As ordens adjacentes, sobre os aplicativos VPN e a Starlink, igualmente, são autoritárias e ilegais. Não é possível que terceiros sofram sanções sem serem partes integrantes do processo. Ao pretender punir a Starlink, Moraes está atingindo centenas de acionistas da empresa, que nada têm a ver com o X. Além disso, é impossível que o Tribunal fiscalize e multe milhares, talvez milhões de usuários que venham a utilizar VPN ou outro subterfúgio para acessar o X no Brasil.

A esse respeito, aliás, o que temos visto é que grandes canais de comunicação, como a Folha de São Paulo e a CNN Brasil, continuam publicando no X normalmente, com a justificativa de que o acesso está sendo feito por correspondentes em outros países – uma evidente manobra para burlar a decisão e uma prova de que os brasileiros continuam a acessar o conteúdo do X.

Muitos defensores da atuação do ministro Alexandre de Moraes alegam que a decisão está correta porque o X não cumpre a lei, já que deixou de ter representante legal no Brasil. Mas esquecem-se que isso é um pequeno aspecto de toda a disputa de egos que foi criada entre os dois. Em outras palavras, esse fundamento, apesar de válido, é um mero subterfúgio para alcançar outras finalidades dentro de uma questão muito maior.

O que nós temos no Brasil hoje é uma atuação irregular do ministro Alexandre de Moraes, que – conforme vimos nesta segunda-feira (02) foi respaldada por seus pares da 1ª Turma do STF, em votação virtual, ao manterem a decisão de suspensão do X – ainda que com algumas ressalvas.

A rebeldia manifestada pelo bilionário estrangeiro está claramente associada aos diversos abusos praticados por Moraes nos últimos anos. Não sabemos exatamente quais as intenções de Musk com essa postura, mas o fato é que não é razoável pensarmos que pessoas possam ser proibidas de se manifestar publicamente apenas porque, na visão de um juiz, suas falas ameaçam a democracia. A liberdade de expressão é direito universalmente consagrado e, como tal, possui limitações, é claro. Porém, essas limitações devem ocorrer após sua manifestação, nunca previamente, de maneira preventiva. Não se pode proibir alguém de se expressar ao argumento de que suas declarações serão ofensivas. O Direito não existe para prever ações futuras, que podem ou não vir a ocorrer. E o pior, não se pode colocar esse poder na mão de tão poucas pessoas, atentando, desta vez sim, contra a democracia e a liberdade de expressão.

De qualquer forma, precisamos estar atentos a essa atuação demasiadamente política de ministros da Suprema Corte, que podem – e já estão – servindo de embasamento para que juízes de 1ª instância ajam da mesma maneira. Como exemplo, é possível citar a decisão de um juiz eleitoral de São Paulo que determinou a exclusão de todas as redes sociais de um candidato à Prefeitura da capital. O perigo é que a “moda pegue” e tenhamos mais episódios de censura prévia a candidatos e outras pessoas politicamente influentes.

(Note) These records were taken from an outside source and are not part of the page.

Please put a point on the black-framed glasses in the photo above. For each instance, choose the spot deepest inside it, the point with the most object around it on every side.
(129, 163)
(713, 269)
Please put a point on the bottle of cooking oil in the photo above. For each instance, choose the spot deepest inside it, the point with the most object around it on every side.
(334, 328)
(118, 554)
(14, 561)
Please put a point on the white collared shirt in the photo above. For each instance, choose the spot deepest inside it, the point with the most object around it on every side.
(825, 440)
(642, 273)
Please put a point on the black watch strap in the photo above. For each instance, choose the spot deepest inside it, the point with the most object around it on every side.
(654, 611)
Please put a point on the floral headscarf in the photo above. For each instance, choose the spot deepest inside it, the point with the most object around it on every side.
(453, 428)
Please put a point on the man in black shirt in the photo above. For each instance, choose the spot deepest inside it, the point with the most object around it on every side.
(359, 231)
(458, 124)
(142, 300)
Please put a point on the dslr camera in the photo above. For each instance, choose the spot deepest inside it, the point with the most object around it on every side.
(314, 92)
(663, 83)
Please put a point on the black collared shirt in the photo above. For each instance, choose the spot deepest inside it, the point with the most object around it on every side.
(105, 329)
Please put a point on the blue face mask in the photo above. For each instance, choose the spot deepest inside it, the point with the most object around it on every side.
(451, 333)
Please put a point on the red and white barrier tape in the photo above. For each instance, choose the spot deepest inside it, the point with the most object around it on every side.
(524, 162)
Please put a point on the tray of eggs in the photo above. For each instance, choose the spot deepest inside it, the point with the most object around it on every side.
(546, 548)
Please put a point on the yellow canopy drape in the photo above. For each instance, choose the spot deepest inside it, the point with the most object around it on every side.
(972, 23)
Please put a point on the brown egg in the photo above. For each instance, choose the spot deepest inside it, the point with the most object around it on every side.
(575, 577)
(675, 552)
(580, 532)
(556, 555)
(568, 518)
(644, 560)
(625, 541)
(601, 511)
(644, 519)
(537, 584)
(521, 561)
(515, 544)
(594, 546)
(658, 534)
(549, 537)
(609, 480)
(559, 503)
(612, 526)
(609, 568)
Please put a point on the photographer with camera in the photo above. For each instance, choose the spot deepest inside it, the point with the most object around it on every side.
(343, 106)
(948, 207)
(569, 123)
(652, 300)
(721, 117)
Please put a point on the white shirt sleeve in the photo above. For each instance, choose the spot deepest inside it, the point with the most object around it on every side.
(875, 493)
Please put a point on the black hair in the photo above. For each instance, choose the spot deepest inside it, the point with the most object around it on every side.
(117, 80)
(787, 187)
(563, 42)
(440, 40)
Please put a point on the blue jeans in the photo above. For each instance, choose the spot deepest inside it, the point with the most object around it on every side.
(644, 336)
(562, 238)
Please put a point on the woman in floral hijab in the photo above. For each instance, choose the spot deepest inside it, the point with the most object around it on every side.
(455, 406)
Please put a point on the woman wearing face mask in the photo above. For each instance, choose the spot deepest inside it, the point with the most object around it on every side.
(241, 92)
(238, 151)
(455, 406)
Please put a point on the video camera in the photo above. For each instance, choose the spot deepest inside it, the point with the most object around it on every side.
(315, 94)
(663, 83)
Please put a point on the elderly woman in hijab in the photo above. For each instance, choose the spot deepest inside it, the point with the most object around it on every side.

A Justiça deve agir com rigor para punir e corrigir atitudes praticadas de forma ilegal, seja na internet ou no mundo físico. Essa atuação é especialmente importante e deve ser ainda mais célere na esfera eleitoral, pois condutas irregulares de candidatos e partidos políticos atentam contra o processo democrático. Mas é impossível que isso seja feito de forma prévia, proibindo as pessoas de se manifestarem em redes sociais, como vem sendo feito. Isso configura a mais cristalina expressão de censura e abre margem para que as decisões sejam cada vez mais contestáveis e passíveis de descumprimento. Não apenas por bilionários estrangeiros, mas pela própria população brasileira.

*João Ricardo de Araujo é bacharel em Direito pela UFMS e especialista em Direito Processual Penal pela Escola Paulista da Magistratura. Atuou por 16 anos no Tribunal de Justiça de São Paulo.